How to Actually Buy and Store These
When you’re looking at your local types of kale chart or the produce bin, look for tension.
- The Snap Test: If you bend a stem and it just flops, put it back. It should snap like a fresh carrot.
- Color Depth: Yellowing edges are a sign of age and bitterness. You want deep, saturated colors.
- Size Matters: Smaller leaves are almost always more tender. If you find "baby kale," it’s usually just immature curly or Red Russian leaves. Use those for salads and save the big, leathery monsters for chips or braising.
For storage, stop putting it in the fridge dry. Kale wilts because it loses moisture. Wrap the base of the stems in a damp paper towel and stick the whole bunch in a perforated plastic bag. It’ll stay crisp for a week.
Making the Choice
If you want crunch and volume for kale chips, go Curly.

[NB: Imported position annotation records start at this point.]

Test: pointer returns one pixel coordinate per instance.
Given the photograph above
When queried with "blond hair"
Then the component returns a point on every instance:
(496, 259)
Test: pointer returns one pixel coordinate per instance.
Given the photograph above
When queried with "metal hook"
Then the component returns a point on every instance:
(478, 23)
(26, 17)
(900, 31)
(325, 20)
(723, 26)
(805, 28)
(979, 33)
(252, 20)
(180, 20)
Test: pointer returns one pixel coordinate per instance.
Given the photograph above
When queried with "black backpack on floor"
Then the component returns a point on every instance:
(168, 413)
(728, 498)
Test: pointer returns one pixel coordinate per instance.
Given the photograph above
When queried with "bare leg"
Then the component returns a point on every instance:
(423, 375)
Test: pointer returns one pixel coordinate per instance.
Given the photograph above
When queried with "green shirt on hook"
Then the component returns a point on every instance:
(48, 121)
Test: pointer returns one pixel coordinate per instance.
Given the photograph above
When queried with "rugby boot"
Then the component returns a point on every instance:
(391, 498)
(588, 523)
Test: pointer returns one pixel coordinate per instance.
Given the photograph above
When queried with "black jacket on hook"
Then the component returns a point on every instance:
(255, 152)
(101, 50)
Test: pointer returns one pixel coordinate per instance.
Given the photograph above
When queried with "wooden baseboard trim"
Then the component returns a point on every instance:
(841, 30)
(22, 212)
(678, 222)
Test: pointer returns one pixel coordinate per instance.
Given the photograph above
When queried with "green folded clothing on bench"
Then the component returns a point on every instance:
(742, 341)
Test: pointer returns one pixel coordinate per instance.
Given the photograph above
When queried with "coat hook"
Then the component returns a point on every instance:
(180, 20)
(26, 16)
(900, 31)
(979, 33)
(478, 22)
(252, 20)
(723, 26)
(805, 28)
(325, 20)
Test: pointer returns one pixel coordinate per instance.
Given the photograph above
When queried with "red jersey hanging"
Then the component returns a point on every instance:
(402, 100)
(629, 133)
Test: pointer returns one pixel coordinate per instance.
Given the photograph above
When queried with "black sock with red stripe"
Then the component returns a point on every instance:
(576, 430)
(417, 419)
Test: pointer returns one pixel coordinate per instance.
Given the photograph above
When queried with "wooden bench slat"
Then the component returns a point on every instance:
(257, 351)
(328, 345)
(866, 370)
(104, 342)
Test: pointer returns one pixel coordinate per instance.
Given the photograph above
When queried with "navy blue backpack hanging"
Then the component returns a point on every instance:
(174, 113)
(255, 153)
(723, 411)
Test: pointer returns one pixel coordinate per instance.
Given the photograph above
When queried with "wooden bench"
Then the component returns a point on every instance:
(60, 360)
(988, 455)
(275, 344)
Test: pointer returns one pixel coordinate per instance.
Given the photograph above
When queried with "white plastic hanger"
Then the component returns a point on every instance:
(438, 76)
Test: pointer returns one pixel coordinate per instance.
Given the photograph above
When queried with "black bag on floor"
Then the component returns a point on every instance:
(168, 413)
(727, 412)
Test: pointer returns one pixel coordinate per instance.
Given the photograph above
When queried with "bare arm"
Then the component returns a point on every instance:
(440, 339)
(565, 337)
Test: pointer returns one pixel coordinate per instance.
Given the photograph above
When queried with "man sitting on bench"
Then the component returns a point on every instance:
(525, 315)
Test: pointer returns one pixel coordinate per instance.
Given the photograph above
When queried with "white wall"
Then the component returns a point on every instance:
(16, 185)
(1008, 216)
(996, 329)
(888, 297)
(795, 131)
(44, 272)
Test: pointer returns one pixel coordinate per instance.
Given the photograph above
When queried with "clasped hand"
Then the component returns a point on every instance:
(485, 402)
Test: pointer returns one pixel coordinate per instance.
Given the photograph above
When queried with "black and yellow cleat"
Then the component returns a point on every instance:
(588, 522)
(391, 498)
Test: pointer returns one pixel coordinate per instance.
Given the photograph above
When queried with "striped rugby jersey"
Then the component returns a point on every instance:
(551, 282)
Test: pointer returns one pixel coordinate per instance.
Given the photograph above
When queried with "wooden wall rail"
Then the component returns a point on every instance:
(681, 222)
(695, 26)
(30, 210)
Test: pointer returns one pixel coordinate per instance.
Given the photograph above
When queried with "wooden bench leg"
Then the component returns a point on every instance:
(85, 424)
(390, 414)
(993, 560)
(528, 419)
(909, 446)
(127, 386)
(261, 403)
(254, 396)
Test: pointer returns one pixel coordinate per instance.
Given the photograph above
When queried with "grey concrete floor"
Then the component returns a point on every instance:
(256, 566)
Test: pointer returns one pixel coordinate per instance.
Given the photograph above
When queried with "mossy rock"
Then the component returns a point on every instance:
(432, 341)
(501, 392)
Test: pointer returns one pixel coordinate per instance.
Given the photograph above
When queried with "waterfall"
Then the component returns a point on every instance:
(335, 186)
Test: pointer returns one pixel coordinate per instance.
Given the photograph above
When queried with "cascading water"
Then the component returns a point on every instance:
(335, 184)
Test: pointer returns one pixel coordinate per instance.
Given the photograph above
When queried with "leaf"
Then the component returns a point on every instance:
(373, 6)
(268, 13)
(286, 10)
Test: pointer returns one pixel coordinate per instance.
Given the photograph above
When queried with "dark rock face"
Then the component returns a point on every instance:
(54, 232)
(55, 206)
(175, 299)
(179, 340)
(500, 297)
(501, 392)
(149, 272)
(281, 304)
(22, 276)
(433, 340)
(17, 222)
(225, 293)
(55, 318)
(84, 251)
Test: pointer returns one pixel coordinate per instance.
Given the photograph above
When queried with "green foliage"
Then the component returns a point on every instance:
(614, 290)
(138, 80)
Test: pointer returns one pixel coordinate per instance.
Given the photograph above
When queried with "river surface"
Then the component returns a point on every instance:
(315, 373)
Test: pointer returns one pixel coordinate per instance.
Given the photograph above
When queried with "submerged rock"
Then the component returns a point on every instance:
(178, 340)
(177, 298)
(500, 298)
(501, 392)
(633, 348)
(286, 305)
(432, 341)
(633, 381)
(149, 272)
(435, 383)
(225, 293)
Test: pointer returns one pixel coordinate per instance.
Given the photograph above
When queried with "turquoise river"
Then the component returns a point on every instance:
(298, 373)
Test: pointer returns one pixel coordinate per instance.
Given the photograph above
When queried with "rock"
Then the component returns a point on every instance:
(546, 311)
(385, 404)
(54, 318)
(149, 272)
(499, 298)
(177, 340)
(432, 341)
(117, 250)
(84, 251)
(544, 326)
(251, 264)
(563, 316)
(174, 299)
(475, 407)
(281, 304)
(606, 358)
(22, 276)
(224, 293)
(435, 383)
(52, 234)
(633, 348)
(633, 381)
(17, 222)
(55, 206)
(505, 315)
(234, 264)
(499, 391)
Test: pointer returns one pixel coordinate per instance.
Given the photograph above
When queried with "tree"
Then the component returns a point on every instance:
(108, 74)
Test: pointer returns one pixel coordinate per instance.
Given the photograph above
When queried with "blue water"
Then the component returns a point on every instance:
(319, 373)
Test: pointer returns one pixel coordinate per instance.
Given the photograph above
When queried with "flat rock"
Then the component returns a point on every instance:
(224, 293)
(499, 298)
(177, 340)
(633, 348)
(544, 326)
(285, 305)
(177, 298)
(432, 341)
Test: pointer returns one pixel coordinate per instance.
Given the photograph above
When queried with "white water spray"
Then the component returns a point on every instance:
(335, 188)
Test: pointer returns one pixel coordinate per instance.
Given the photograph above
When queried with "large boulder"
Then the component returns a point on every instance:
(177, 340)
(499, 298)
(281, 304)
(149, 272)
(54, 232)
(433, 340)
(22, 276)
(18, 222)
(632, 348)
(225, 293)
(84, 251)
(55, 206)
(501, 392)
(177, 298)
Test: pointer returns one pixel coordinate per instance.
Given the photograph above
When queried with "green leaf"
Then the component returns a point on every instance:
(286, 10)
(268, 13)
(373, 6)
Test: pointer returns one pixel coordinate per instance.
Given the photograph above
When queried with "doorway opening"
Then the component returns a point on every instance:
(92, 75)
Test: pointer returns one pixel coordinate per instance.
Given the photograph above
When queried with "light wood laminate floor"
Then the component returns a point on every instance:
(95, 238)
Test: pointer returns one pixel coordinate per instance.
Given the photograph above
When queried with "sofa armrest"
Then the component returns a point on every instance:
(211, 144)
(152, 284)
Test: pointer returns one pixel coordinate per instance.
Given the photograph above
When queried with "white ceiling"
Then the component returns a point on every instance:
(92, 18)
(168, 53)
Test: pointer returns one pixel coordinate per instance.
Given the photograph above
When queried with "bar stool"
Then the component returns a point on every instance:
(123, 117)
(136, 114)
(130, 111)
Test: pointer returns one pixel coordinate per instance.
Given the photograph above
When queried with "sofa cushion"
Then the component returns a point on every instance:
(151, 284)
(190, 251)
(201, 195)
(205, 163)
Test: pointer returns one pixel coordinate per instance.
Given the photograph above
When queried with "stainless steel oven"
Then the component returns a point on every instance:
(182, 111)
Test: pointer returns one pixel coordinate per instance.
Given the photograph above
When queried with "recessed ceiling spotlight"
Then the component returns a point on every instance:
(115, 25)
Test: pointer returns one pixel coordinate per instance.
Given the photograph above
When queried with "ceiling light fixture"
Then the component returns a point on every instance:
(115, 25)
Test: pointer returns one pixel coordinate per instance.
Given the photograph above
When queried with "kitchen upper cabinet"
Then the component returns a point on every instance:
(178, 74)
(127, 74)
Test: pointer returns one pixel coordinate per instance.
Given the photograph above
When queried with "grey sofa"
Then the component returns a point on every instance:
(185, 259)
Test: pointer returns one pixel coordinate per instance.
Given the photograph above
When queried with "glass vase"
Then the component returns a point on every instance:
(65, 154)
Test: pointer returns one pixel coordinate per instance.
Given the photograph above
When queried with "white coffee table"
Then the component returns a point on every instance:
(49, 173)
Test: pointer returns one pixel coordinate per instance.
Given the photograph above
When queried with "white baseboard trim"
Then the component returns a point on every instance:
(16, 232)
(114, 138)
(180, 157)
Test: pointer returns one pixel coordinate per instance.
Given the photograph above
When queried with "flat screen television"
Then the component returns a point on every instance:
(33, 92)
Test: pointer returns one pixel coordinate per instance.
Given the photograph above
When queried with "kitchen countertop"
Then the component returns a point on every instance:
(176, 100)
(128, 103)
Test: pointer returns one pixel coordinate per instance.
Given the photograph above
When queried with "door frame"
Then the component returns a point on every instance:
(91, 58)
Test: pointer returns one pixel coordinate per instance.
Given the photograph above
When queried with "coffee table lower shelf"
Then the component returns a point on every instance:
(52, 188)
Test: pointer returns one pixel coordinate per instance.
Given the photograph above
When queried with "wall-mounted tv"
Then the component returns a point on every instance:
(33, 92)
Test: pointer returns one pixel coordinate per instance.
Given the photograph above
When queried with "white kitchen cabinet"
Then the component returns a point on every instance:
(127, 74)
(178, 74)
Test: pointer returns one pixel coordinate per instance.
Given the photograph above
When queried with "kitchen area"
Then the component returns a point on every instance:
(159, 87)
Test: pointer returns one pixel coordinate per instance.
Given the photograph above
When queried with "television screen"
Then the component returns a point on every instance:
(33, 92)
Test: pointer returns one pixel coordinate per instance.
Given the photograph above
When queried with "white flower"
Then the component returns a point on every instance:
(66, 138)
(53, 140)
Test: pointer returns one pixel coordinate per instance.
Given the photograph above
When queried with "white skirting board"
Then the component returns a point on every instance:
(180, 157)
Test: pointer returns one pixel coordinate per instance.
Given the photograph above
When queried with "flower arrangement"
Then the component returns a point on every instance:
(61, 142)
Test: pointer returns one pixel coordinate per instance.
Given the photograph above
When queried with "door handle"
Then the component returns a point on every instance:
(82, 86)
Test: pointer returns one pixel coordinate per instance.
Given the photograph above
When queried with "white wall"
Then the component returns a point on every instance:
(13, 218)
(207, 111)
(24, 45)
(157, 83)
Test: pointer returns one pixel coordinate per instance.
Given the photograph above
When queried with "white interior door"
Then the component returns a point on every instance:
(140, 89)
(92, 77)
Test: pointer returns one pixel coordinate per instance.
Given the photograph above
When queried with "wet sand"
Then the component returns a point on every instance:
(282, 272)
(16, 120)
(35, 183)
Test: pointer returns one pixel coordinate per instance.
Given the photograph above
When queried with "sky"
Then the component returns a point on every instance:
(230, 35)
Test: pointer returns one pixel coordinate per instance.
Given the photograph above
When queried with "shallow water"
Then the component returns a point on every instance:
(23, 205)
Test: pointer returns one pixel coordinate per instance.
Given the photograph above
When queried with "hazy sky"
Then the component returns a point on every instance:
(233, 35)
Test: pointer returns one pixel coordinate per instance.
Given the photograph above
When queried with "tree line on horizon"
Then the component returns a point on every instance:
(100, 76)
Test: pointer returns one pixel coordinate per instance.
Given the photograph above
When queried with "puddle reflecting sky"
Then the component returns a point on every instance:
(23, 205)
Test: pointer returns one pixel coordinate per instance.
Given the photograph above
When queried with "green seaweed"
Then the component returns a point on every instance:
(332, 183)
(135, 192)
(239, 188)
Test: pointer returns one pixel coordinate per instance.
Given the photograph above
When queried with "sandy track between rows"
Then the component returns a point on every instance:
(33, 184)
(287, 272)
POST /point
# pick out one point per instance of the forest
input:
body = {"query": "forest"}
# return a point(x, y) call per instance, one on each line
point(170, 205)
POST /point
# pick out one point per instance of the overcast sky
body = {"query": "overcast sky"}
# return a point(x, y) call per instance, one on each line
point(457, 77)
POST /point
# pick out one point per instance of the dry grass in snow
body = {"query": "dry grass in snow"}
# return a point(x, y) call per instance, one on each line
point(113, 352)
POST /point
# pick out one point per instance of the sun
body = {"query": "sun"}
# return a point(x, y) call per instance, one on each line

If you want elegant ribbons in a pasta or soup, go Lacinato.
If you want a raw salad that doesn't feel like a chore, go Red Russian.
Actionable Next Steps
- The Massage Rule: Next time you buy curly kale, chop it small, add a teaspoon of lemon juice and a pinch of salt, and squeeze the leaves with your hands for 60 seconds. Notice how the volume shrinks and the texture softens.
- Temperature Check: If you’re growing your own, wait until after the first light frost of the season to harvest. The sugar spike is real, and it transforms the flavor from "bitter green" to "savory-sweet."
- Stem Utilization: Don't throw away the woody stems of Lacinato or Curly kale. Dice them very finely and sauté them with onions and garlic at the start of a recipe. They have a great crunch and won't go to waste.
- Variety Rotation: Try one variety you’ve never used before this week. If you always get the curly stuff, look for the dark, bumpy Lacinato. It changes the entire profile of your meal.